A CGI use case
Imagine you’re working on a legacy website that’s being converted to purely static HTML pages. The project was originally built using CGI scripts (oh, the good old days) and now your boss wants all the old URLs ending in .cgi
to redirect to their equivalent .html
counterparts. Because your team has decided to use Nginx to serve the new website, you come up with the following nginx.conf
file:
worker_processes 1;
events {
worker_connections 1024;
}
http {
include mime.types;
default_type application/octet-stream;
sendfile on;
keepalive_timeout 65;
server {
listen 80;
location / {
root html;
index index.html index.htm;
}
error_page 500 502 503 504 /50x.html;
location = /50x.html {
root html;
}
location ~ \.cgi$ {
rewrite ^(.*)\.cgi$ $1.html last;
return 301;
}
}
}
Forget the stuff at the top and focus on the highlighted chunk—the location
block. Those four lines are all you need in order to fulfil the redirection requirement. If you use this configuration file on a vanilla Nginx, though, that location
rule won’t be honored. You can confirm that by spinning up a new Nginx Docker container based on the default official image (I’m assuming the config file above was placed in your current directory):
docker run -d \
--name nginx \
-v $PWD/nginx.conf:/usr/local/nginx/conf/nginx.conf:ro \
-p 8080:80 \
nginx
If you try to open index.cgi in your browser, you’ll get a 404 Not Found
response from Nginx. That’s because PCRE is required for regular expressions’ support in the location
directive and for ngx_http_rewrite_module
to kick in, but Nginx doesn’t come integrated with it out of the box.
Compiling Nginx with PCRE
The solution is to compile Nginx with support for the PCRE library:
FROM centos:7
RUN yum group install -y "Development Tools"
RUN yum install -y \
zlib-devel \
pcre-devel
ENV NGINX_VERSION 1.15.3
WORKDIR /tmp
RUN curl https://nginx.org/download/nginx-$NGINX_VERSION.tar.gz | tar -xzv
WORKDIR /tmp/nginx-$NGINX_VERSION
RUN ./configure --with-pcre --with-pcre-jit
RUN make && make install
WORKDIR /
EXPOSE 80
STOPSIGNAL SIGTERM
CMD ["/usr/local/nginx/sbin/nginx", "-g", "daemon off;"]

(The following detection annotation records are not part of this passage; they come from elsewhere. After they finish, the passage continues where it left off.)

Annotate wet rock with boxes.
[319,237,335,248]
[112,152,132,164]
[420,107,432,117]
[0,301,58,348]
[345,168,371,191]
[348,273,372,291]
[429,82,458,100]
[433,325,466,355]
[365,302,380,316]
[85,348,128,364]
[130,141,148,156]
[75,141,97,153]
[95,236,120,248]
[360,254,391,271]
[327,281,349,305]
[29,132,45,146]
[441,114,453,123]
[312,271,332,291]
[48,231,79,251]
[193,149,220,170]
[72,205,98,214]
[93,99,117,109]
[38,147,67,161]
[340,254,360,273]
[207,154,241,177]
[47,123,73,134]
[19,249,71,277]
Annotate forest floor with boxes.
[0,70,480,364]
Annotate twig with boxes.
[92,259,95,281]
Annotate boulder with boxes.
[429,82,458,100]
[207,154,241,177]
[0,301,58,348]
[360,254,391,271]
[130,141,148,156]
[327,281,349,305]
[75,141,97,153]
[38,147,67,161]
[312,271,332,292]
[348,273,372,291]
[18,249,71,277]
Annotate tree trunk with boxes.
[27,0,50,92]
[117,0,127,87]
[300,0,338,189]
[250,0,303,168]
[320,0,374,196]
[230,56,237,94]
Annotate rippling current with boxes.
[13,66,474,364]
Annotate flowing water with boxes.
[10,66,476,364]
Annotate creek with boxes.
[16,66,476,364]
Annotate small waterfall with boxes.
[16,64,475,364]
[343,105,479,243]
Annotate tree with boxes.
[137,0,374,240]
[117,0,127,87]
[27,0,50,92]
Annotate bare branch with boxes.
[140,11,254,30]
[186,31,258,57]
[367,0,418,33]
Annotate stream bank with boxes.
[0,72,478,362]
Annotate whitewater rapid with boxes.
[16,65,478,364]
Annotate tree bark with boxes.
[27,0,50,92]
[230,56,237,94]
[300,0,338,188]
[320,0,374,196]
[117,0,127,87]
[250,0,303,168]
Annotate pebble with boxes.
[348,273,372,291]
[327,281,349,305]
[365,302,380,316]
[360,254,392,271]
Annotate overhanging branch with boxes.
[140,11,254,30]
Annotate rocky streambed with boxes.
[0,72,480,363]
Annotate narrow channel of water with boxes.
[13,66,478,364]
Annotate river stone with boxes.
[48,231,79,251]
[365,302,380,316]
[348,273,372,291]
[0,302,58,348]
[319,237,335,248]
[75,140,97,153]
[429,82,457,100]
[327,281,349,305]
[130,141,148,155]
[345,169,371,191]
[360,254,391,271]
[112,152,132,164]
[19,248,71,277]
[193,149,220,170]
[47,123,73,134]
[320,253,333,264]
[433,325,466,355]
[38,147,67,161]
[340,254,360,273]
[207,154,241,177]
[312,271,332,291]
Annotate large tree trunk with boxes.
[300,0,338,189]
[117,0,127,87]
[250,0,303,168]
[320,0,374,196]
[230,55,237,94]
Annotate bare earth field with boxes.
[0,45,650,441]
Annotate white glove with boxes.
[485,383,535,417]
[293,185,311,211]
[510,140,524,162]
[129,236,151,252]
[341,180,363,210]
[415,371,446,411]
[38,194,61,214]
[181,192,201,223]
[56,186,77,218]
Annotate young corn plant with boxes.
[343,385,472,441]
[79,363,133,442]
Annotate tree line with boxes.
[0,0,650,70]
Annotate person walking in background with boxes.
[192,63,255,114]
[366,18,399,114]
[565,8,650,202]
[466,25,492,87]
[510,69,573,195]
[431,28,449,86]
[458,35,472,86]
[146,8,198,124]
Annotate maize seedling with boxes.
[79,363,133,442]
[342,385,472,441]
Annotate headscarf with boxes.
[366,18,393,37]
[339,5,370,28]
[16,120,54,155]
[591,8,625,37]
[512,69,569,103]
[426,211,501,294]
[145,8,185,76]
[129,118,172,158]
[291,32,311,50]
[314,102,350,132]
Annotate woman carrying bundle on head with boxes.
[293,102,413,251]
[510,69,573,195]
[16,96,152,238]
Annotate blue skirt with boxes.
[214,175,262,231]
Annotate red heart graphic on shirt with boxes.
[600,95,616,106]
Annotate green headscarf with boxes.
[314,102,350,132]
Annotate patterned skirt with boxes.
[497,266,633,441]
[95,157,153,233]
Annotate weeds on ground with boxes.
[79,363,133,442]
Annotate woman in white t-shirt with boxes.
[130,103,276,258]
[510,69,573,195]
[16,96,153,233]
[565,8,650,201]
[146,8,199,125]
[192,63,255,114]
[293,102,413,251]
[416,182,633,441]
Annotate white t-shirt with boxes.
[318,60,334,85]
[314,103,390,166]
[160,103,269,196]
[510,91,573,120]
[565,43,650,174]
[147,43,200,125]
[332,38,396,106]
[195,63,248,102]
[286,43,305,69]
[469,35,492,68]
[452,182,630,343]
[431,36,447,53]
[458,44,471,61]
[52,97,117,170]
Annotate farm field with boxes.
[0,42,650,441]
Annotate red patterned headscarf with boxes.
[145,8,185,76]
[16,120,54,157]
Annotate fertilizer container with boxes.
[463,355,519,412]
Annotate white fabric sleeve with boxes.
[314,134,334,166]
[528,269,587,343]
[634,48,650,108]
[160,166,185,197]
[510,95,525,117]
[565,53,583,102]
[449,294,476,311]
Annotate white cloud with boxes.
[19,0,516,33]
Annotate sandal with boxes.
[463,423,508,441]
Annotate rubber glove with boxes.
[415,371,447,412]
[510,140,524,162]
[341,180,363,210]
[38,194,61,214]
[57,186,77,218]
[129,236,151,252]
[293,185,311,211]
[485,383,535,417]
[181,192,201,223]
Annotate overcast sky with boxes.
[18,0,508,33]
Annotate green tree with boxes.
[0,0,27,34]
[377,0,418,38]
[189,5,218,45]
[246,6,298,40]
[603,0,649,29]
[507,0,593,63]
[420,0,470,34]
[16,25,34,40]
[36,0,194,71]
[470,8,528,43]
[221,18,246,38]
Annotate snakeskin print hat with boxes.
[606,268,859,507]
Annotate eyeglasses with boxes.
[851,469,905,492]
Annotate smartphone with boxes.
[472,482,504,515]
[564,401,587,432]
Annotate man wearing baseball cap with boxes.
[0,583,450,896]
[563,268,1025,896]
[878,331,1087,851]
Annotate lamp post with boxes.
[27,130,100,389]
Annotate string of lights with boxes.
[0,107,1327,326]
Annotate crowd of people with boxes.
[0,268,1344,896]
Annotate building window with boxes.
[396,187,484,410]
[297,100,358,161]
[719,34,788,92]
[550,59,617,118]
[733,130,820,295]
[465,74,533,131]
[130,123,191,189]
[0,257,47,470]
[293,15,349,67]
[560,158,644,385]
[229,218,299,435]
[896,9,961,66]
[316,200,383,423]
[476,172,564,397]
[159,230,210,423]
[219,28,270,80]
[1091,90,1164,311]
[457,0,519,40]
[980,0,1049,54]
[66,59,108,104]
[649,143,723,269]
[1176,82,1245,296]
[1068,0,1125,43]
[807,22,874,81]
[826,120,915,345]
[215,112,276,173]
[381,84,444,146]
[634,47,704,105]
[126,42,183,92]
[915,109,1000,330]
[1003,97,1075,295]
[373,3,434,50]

To build an image out of this Dockerfile, use the following:
docker build --tag nginx-pcre .
And, to run it using your current directory and port 8081 on your host:
docker run -d \
--name nginx-pcre \
-v $PWD/nginx.conf:/usr/local/nginx/conf/nginx.conf:ro \
-p 8081:80 \
nginx-pcre
index.cgi should now permanently redirect you to index.html
.
I don’t know how long you’ve been using the Internet for, but all this CGI talk made me feel nostalgic, so I’ll prove that the PCRE redirection rule worked by opening the page on Mosaic :)
Conclusion
By compiling Nginx with the PCRE library, you can perform complex manipulations with your location
blocks and use the powerful rewrite
and return
directives. For information on what else can be done with PCRE and rewrite rules, check the Nginx blog.